The bill would substantially expand access to school nurses—improving student health, mental-health support, attendance, and creating nursing jobs—by using federal grants, but it shifts significant recurring costs, administrative burdens, and implementation challenges to local districts and may leave some needy schools without support.
Students (children/youth) gain broader access to full-time professional school nurses, improving management of chronic conditions (asthma, diabetes, epilepsy), mental-health screening and support, immunization rates, and reducing illness-related lost school days so more students can stay in class and learn.
Schools and teachers experience less instructional time lost to health issues because added nurses help address health needs on-site, which can improve attendance and academic time.
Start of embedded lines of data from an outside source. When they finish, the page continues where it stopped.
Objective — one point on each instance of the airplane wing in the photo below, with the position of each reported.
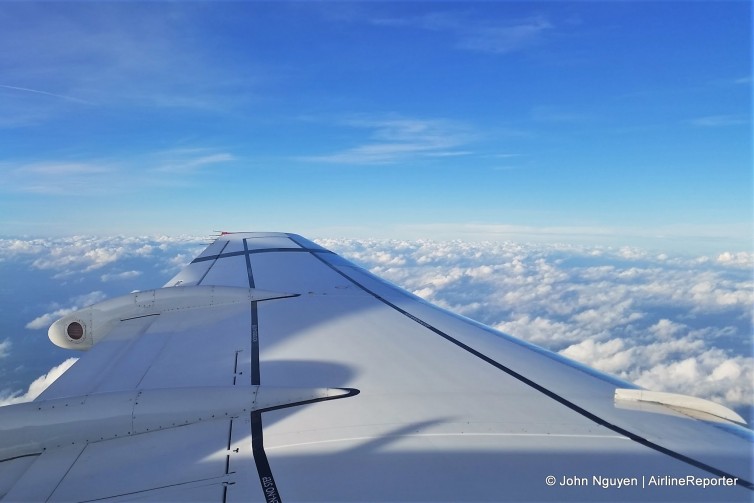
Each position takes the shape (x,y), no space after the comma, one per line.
(271,369)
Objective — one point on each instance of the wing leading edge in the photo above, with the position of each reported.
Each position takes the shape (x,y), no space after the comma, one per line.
(306,378)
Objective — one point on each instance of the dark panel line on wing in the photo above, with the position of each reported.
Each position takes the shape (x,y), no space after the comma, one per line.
(197,483)
(636,438)
(351,392)
(213,264)
(269,488)
(253,252)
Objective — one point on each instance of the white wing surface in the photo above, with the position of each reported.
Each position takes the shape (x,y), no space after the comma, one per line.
(270,369)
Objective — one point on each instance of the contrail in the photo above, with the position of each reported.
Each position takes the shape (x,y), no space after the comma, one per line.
(69,98)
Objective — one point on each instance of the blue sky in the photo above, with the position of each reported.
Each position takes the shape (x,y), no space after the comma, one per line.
(599,122)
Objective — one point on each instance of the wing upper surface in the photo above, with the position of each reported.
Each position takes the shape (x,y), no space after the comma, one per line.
(440,408)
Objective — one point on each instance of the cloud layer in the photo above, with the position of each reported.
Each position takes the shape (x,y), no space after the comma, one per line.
(674,324)
(665,322)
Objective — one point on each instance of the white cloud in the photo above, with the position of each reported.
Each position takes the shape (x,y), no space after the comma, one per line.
(399,139)
(664,321)
(38,385)
(80,254)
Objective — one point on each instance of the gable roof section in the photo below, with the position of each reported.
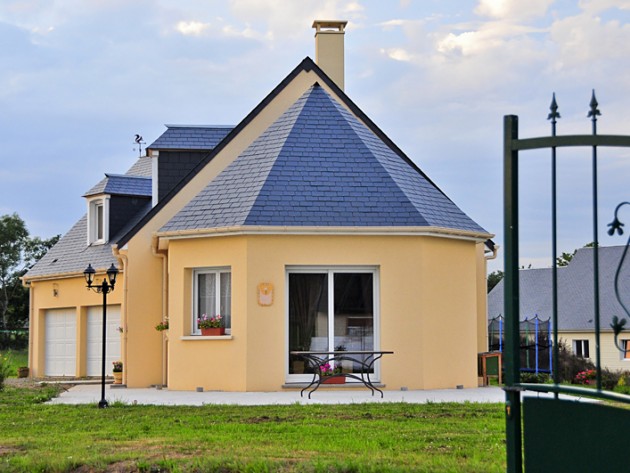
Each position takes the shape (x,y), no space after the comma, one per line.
(190,137)
(318,165)
(575,291)
(307,65)
(72,254)
(117,184)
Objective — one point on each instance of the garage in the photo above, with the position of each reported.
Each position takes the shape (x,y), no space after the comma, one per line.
(95,337)
(61,342)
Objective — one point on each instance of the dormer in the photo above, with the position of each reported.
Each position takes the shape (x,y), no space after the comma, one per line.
(113,203)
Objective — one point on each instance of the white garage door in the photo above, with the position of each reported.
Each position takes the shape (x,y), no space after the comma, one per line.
(61,342)
(95,337)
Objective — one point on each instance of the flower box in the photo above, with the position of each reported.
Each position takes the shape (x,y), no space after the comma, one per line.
(333,380)
(213,331)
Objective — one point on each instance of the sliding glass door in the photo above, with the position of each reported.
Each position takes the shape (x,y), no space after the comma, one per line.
(330,310)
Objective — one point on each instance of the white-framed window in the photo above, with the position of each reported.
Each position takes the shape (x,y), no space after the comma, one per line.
(581,348)
(98,221)
(212,295)
(331,309)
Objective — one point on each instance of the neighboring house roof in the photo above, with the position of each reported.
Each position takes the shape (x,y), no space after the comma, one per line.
(190,137)
(318,165)
(116,184)
(575,291)
(72,254)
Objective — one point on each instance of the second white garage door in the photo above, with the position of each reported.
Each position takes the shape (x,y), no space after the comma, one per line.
(95,337)
(61,342)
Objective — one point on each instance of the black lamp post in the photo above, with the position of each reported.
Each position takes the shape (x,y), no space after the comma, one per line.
(104,288)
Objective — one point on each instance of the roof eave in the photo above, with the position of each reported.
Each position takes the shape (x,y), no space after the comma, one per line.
(321,230)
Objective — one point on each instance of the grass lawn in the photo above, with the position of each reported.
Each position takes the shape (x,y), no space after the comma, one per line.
(296,438)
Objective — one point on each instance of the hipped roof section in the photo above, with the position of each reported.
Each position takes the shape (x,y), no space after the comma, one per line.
(317,165)
(307,65)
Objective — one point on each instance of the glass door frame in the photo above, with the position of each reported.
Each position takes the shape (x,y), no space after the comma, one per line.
(331,271)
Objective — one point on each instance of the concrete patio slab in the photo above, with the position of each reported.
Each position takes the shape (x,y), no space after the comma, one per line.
(88,394)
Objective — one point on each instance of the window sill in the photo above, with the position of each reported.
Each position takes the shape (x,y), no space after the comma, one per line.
(201,337)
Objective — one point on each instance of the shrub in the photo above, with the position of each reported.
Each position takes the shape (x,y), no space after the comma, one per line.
(570,365)
(537,378)
(5,369)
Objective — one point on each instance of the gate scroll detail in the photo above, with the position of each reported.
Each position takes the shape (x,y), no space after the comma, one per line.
(556,431)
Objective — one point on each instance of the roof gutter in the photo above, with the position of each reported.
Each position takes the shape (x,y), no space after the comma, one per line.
(443,232)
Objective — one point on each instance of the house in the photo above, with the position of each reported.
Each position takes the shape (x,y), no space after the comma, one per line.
(304,226)
(576,326)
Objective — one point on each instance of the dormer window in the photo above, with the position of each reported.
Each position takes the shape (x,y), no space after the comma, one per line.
(98,228)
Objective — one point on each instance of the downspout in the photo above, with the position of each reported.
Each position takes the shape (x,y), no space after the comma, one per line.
(161,254)
(31,298)
(123,261)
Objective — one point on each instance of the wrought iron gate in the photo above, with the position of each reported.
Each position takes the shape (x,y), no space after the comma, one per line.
(559,435)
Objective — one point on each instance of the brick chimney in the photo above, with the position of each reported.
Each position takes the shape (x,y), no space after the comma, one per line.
(329,54)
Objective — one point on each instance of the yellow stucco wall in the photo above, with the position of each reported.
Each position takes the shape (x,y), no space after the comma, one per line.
(427,295)
(63,293)
(611,358)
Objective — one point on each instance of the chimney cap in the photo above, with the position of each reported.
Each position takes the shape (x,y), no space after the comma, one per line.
(337,25)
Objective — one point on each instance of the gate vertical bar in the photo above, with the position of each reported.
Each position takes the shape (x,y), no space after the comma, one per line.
(512,345)
(593,113)
(553,116)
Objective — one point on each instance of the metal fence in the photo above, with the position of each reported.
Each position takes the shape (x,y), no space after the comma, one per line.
(14,339)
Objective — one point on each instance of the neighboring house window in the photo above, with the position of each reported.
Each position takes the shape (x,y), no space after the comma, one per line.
(212,296)
(98,221)
(580,348)
(329,310)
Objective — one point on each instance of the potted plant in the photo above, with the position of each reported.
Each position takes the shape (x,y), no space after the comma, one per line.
(328,374)
(211,326)
(163,325)
(117,372)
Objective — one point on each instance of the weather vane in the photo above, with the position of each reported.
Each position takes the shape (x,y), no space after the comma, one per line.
(139,141)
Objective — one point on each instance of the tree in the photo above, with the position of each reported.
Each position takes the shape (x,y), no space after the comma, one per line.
(18,252)
(565,258)
(493,279)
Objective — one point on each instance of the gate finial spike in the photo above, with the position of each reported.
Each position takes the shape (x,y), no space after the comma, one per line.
(594,110)
(554,110)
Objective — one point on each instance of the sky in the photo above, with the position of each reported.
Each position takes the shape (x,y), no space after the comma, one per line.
(78,80)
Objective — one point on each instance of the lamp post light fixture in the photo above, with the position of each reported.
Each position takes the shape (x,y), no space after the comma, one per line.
(104,288)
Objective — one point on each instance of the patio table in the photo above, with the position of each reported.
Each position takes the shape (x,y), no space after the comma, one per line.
(364,359)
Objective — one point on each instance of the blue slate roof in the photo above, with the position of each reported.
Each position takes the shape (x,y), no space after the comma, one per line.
(72,254)
(190,137)
(318,165)
(117,184)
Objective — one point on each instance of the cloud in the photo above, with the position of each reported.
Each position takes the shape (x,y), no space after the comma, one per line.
(191,28)
(513,9)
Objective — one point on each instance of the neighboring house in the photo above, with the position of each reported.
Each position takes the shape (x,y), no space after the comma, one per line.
(304,226)
(576,326)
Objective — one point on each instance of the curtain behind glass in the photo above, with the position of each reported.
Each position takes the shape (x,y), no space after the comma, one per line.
(226,296)
(206,295)
(308,313)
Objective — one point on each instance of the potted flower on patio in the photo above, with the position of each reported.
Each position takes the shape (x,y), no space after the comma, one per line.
(328,374)
(211,326)
(117,371)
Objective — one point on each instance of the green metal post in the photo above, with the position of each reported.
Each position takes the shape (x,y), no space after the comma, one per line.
(512,343)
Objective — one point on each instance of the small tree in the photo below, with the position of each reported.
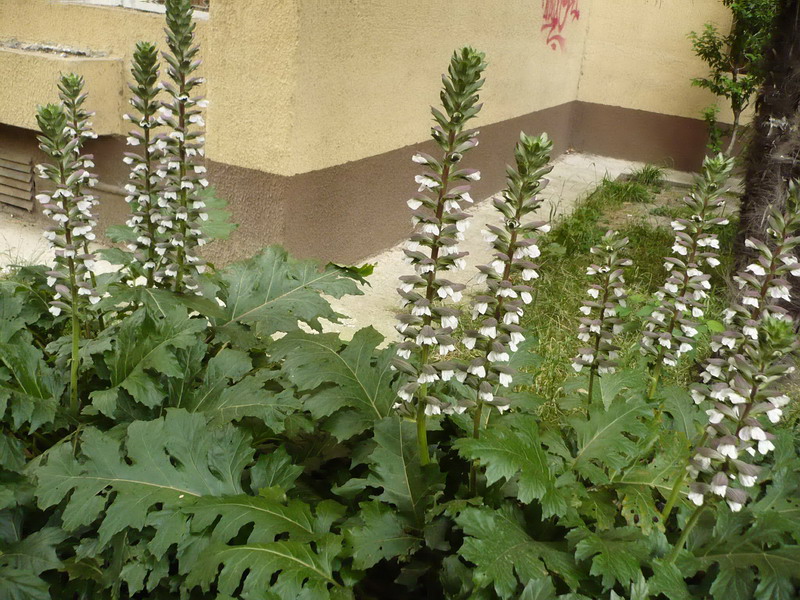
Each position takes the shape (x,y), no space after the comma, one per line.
(734,60)
(772,157)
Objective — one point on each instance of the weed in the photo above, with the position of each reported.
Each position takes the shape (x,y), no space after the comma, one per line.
(650,176)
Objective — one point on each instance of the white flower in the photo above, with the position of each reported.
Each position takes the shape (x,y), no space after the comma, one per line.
(729,450)
(765,446)
(747,480)
(488,330)
(750,301)
(425,183)
(450,321)
(497,356)
(780,291)
(696,498)
(477,370)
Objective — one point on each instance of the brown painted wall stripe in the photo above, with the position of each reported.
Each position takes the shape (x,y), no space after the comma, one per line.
(348,212)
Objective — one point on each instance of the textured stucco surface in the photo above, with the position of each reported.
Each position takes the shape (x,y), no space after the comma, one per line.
(638,55)
(29,79)
(252,75)
(109,31)
(368,71)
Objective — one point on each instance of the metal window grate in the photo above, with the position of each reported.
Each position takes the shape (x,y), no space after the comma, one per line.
(16,180)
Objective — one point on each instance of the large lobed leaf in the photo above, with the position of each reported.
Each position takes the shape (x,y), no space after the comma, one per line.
(508,453)
(143,347)
(272,292)
(159,464)
(231,389)
(382,534)
(23,560)
(288,551)
(395,468)
(29,387)
(505,555)
(353,383)
(606,440)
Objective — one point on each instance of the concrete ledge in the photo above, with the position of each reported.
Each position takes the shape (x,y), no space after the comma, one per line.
(30,77)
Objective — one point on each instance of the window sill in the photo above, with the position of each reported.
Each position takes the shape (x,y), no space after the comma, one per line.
(134,5)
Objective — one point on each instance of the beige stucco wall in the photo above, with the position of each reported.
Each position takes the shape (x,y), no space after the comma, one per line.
(30,79)
(369,71)
(252,79)
(301,85)
(638,55)
(108,31)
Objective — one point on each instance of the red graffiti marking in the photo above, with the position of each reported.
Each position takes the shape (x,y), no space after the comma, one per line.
(556,13)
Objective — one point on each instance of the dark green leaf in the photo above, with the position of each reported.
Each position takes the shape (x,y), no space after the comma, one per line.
(502,551)
(395,468)
(384,534)
(360,380)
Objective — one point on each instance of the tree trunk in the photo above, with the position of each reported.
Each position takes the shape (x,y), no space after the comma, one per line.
(734,132)
(774,153)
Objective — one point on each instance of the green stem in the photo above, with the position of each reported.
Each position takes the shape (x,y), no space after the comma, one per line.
(74,401)
(476,434)
(687,529)
(422,430)
(676,488)
(654,377)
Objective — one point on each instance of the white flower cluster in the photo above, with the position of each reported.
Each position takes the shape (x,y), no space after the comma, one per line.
(510,274)
(671,328)
(600,321)
(181,169)
(145,191)
(744,381)
(64,128)
(433,249)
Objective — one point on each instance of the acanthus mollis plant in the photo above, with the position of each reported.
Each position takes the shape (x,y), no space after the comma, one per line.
(145,189)
(671,328)
(79,127)
(746,384)
(71,211)
(182,168)
(509,276)
(600,321)
(433,251)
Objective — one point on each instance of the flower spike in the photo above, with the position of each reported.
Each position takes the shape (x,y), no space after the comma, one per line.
(744,381)
(433,251)
(510,275)
(181,167)
(671,328)
(600,323)
(145,190)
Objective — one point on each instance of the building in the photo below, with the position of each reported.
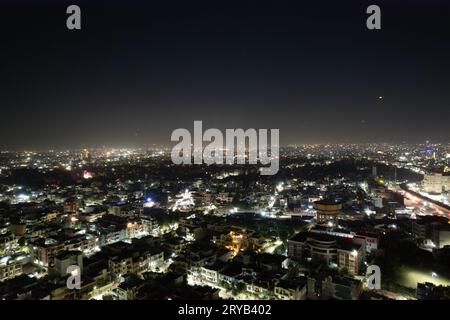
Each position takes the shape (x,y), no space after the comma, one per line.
(333,250)
(9,268)
(436,182)
(327,210)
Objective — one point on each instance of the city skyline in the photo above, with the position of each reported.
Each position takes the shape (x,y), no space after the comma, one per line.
(136,72)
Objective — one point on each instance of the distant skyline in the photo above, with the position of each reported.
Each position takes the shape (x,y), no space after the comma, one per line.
(138,70)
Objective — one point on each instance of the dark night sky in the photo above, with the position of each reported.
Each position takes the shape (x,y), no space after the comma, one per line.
(140,69)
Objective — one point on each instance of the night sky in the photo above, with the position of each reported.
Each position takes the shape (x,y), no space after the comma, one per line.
(140,69)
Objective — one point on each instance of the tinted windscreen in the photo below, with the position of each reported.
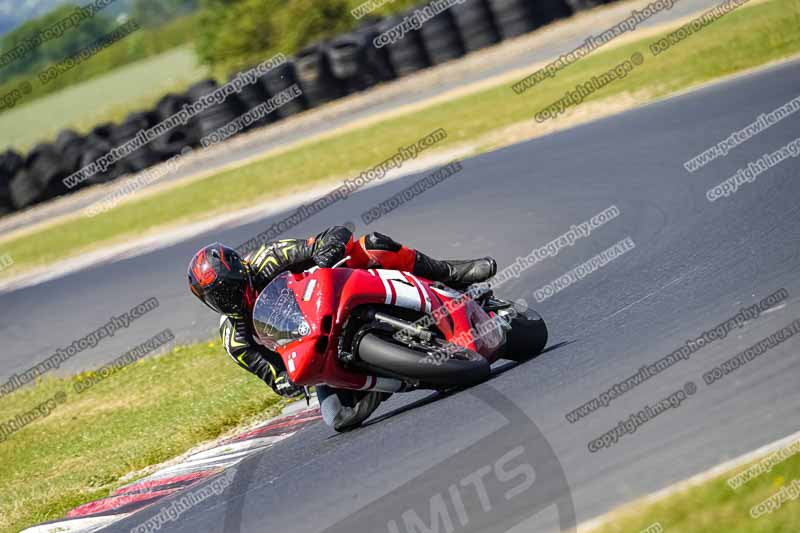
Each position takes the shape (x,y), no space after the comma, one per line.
(277,318)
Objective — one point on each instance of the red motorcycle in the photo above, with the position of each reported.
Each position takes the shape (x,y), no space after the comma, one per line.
(389,331)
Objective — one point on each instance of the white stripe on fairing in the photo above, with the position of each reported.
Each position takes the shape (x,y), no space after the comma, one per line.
(385,288)
(406,294)
(424,292)
(78,525)
(309,290)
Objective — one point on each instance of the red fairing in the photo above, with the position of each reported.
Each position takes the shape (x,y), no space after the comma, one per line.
(327,297)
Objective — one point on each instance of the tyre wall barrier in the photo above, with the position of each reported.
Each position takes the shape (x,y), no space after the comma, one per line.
(324,71)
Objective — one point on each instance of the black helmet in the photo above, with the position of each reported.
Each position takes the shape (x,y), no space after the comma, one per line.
(221,279)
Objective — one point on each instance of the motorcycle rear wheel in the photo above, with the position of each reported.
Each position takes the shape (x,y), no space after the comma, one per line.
(527,338)
(460,369)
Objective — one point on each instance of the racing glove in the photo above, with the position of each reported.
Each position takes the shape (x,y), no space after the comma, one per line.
(331,246)
(284,386)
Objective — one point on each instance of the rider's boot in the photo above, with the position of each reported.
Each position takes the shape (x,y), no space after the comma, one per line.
(457,274)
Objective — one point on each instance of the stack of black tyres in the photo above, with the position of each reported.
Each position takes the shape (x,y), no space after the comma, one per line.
(252,96)
(324,72)
(177,138)
(41,179)
(475,24)
(144,157)
(407,55)
(10,165)
(315,76)
(215,116)
(513,17)
(70,146)
(546,11)
(99,143)
(441,37)
(378,65)
(580,5)
(280,79)
(347,59)
(356,63)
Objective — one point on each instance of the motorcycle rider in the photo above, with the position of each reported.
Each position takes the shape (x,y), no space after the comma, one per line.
(230,285)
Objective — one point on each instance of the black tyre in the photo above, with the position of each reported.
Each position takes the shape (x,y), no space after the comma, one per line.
(145,156)
(99,142)
(408,54)
(173,141)
(354,62)
(278,80)
(377,66)
(441,37)
(527,338)
(216,115)
(476,24)
(25,191)
(457,370)
(43,166)
(581,5)
(70,145)
(252,96)
(513,17)
(10,165)
(546,11)
(315,77)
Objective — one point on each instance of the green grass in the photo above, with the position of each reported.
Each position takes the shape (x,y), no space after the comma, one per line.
(714,506)
(751,36)
(142,415)
(109,97)
(135,47)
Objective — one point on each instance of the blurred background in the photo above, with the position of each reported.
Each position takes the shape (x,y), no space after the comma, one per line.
(183,49)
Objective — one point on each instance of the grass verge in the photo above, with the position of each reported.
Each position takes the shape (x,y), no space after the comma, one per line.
(142,415)
(752,35)
(715,506)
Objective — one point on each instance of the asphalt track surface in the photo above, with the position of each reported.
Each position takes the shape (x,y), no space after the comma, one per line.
(695,264)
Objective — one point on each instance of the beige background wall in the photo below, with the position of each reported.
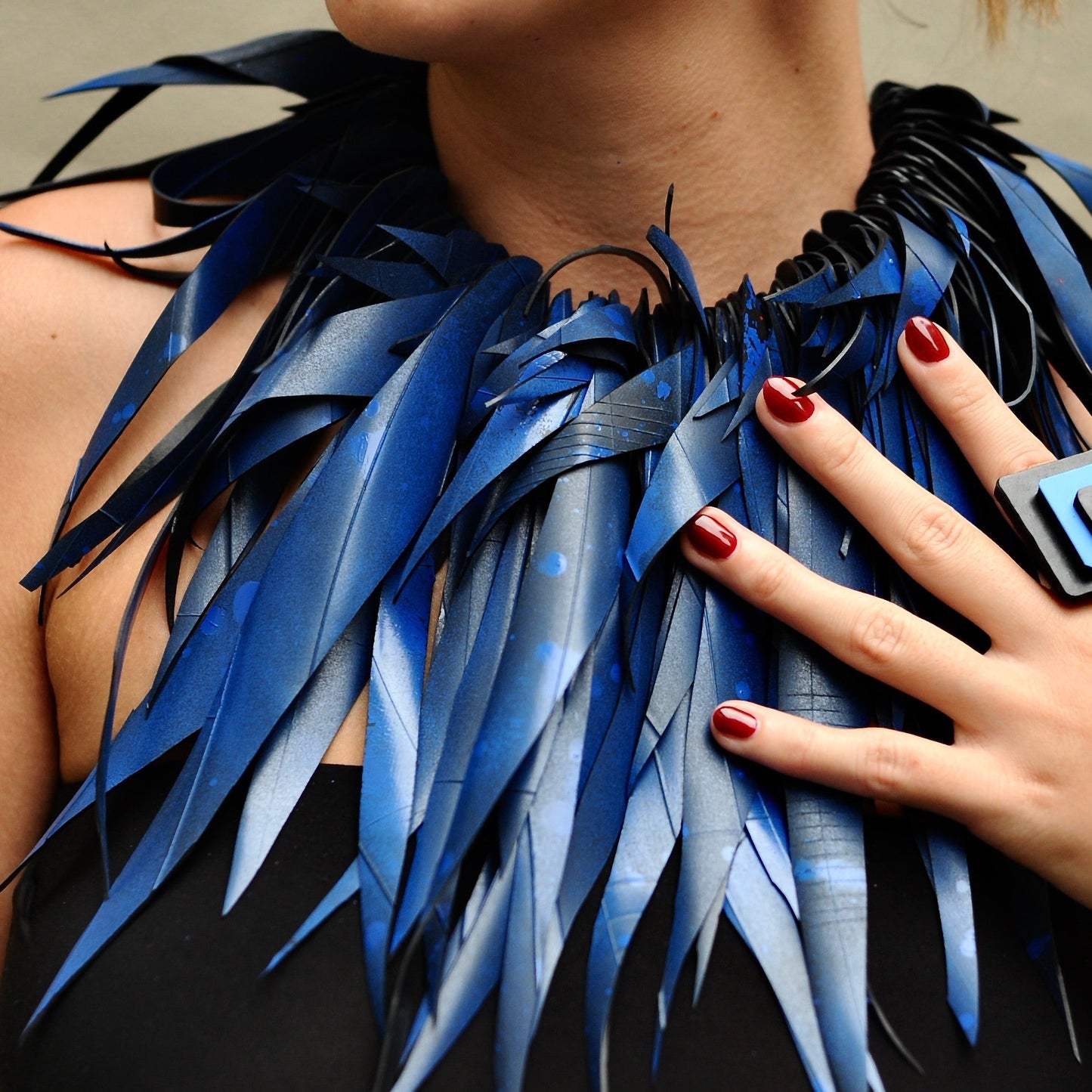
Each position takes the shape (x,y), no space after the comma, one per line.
(1043,76)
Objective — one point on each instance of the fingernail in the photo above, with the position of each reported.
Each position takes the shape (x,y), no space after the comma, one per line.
(710,537)
(784,403)
(734,723)
(925,341)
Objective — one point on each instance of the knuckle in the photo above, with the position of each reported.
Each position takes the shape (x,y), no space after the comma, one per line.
(887,767)
(842,452)
(876,635)
(967,397)
(800,757)
(934,531)
(769,578)
(1025,459)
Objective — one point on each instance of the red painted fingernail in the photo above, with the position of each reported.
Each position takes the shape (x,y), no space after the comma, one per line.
(925,341)
(734,723)
(710,537)
(783,401)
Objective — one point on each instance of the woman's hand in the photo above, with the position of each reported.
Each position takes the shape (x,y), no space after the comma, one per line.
(1019,775)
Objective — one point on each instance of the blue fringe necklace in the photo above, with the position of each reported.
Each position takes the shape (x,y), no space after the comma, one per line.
(546,452)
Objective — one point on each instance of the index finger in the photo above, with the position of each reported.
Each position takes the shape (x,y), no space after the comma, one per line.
(954,388)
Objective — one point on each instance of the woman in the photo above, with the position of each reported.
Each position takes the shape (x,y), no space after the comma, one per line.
(552,138)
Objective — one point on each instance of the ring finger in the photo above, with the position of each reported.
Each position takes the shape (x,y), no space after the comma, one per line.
(928,539)
(868,633)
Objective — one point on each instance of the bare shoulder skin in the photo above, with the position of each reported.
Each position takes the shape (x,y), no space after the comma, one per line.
(69,328)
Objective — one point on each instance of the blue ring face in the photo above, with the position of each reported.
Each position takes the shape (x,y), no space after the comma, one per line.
(1050,509)
(1060,493)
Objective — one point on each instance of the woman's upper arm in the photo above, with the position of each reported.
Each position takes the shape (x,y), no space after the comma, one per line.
(27,732)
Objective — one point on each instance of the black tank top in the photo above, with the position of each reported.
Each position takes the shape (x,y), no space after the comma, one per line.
(176,1003)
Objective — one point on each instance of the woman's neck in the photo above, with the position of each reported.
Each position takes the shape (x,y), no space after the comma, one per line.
(755,110)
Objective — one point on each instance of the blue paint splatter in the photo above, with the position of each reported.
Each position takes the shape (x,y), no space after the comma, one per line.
(213,620)
(554,565)
(360,447)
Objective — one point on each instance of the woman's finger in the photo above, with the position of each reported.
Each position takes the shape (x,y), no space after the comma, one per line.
(878,763)
(868,633)
(927,537)
(954,388)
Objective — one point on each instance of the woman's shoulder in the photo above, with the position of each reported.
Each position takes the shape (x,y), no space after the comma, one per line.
(69,322)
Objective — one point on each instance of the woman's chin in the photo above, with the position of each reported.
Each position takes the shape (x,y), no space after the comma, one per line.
(449,29)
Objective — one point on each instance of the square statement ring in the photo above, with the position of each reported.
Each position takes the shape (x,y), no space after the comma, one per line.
(1050,507)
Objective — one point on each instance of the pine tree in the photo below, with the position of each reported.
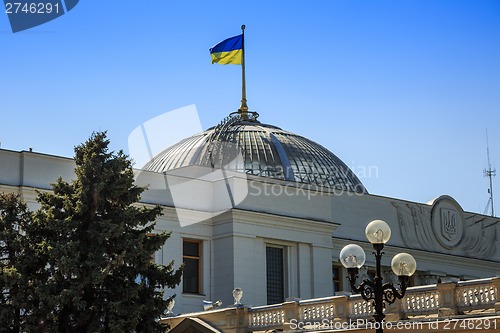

Local and state school districts receive federal grants that can cover up to 75% of the cost to hire nurses, lowering immediate budget pressure to expand nursing staff.
Taxpayers and local school districts face higher costs if every school is staffed with a full-time registered nurse, increasing budgetary pressure on districts and states.
Local districts must provide a 25% match and later pick up a growing share as multiyear federal support declines, creating sustainability risks and potential job losses if local funding falls short.
Rural and underserved districts may struggle to hire and retain enough licensed nurses, producing uneven implementation and staffing shortages in some communities.
Based on analysis of 3 sections of legislative text.
Creates a competitive grant program to fund up to 75% of school nurse positions in high‑need public K–12 districts, with a required phase‑down of federal share and reporting to Congress.
Introduced May 7, 2025 by Alice Costandina Titus · Last progress May 7, 2025
Creates a competitive federal grant program to help high‑need public K–12 school districts hire more professional registered school nurses. Grants can pay up to 75% of nurse costs (with a required declining federal share over multiyear awards), allow state education agencies to subgrant funds, include match flexibility for hardship, and require reporting on program effectiveness within two years of first awards.